Firstly the figures in a new report from the Verband deutscher Pfandbriefbanken (the association of Pfandbrief-issuing banks) show that prices for German housing rose by 5.9% last year, up from the 5% rise in 2014. Commercial property prices by contrast rose by 2%, down from the 3.8% price rises of 2014.

According to vdp CEO Jens Tolckmitt, multi-family home values rose 7.8% and rents rose 4%, making it the top-performing sub-sector. “Rents are rising, albeit more slowly, but investors are ready to accept ever lower yields against the backdrop of the general return environment and missing alternative investment opportunities.”

Tolckmitt said the vdp is not expecting any let-off in rental levels for the moment, with the willingness of investors to accept even lower yields a function of future monetary policy and their own risk tolerance.

Among the sub-indices, owner-occupied homes gained 4.4% last year, while apartments rose 5.2%. Since 2003, general house prices rose by 32%. In the commercial sector, office prices rose by 3%, with those for retail property rising by 2%. Office rents gained 1.5%, with retail rents up 0.5%.
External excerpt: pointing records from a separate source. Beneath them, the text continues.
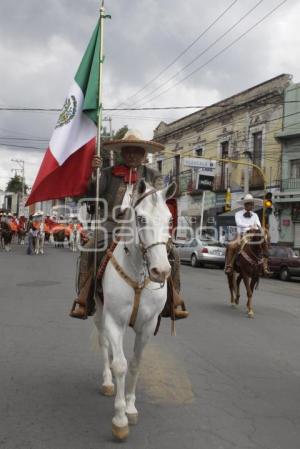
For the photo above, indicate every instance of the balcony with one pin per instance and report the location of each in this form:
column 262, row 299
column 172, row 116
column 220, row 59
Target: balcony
column 288, row 184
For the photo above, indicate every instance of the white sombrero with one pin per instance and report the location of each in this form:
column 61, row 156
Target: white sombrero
column 248, row 198
column 133, row 139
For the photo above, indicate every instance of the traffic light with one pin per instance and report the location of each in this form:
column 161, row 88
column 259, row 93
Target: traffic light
column 268, row 203
column 227, row 207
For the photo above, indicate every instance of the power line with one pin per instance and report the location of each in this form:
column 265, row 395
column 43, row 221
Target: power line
column 180, row 54
column 28, row 109
column 221, row 51
column 203, row 51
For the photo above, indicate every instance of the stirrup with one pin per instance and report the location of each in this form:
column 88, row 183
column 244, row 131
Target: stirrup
column 228, row 269
column 78, row 312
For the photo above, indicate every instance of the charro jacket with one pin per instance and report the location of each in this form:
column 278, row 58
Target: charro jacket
column 112, row 188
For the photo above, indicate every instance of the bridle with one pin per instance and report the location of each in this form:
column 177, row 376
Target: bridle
column 144, row 249
column 142, row 246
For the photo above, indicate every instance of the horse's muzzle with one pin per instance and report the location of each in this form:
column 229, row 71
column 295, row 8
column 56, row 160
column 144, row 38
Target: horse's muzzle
column 157, row 275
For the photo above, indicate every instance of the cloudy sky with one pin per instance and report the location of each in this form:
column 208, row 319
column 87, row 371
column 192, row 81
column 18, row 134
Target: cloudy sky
column 42, row 43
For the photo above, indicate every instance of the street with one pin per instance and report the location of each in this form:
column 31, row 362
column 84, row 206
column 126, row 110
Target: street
column 225, row 381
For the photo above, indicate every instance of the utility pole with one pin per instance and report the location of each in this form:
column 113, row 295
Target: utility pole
column 21, row 164
column 109, row 119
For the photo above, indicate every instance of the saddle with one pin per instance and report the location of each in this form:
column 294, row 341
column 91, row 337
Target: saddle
column 84, row 305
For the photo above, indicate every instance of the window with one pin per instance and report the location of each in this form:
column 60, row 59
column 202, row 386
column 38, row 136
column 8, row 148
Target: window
column 295, row 168
column 257, row 148
column 177, row 164
column 198, row 150
column 224, row 171
column 159, row 166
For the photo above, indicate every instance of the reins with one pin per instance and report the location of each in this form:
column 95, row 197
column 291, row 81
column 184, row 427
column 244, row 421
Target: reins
column 136, row 286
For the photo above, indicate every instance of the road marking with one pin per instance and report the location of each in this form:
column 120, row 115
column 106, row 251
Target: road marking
column 164, row 378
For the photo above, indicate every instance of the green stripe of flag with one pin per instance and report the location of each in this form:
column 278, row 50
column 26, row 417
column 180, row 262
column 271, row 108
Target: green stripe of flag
column 87, row 76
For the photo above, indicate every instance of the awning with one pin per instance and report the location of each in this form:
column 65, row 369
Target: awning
column 228, row 218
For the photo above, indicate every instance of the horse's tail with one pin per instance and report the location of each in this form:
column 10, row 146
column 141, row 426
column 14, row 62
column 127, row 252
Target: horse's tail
column 231, row 277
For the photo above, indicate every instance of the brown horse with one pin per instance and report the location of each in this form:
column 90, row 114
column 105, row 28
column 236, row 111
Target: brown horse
column 248, row 265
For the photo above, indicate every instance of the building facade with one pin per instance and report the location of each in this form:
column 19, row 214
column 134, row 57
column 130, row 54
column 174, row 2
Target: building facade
column 241, row 128
column 287, row 200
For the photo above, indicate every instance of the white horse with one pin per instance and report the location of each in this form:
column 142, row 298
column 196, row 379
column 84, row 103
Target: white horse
column 74, row 241
column 144, row 261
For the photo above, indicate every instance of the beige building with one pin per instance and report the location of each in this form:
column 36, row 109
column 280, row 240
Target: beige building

Meanwhile figures in from Europace, the matching platform that is part of listed Berlin fintech group Hypoport, correlate closely with the picture painted by the vdp. At REFIRE we track the Europace figures closely as it is based on data from Hypoport's own comprehensive database of actual prices paid, rather than just advertised prices. The Europace platform transacts €35bn annually, or nearly 15% of all private sector mortgages.

The Europace data shows German residential property prices rising 5.98% in the twelve months to January 2016. “Prices for apartments with almost 8% growth rose stronger than those for houses again,” said chairman Thilo Wiegand.

In the index’s sub-segments, apartment prices gained 7.94% over January 2014, new single and dual family homes rose 3.9% and existing ones 6.32%. Price growth rose slightly on December, when the annual gain reached 5.57% for the total index. Existing homes fell in value in October and November but returned to growth in December, gaining 0.23% and following it up with 2.17% in January.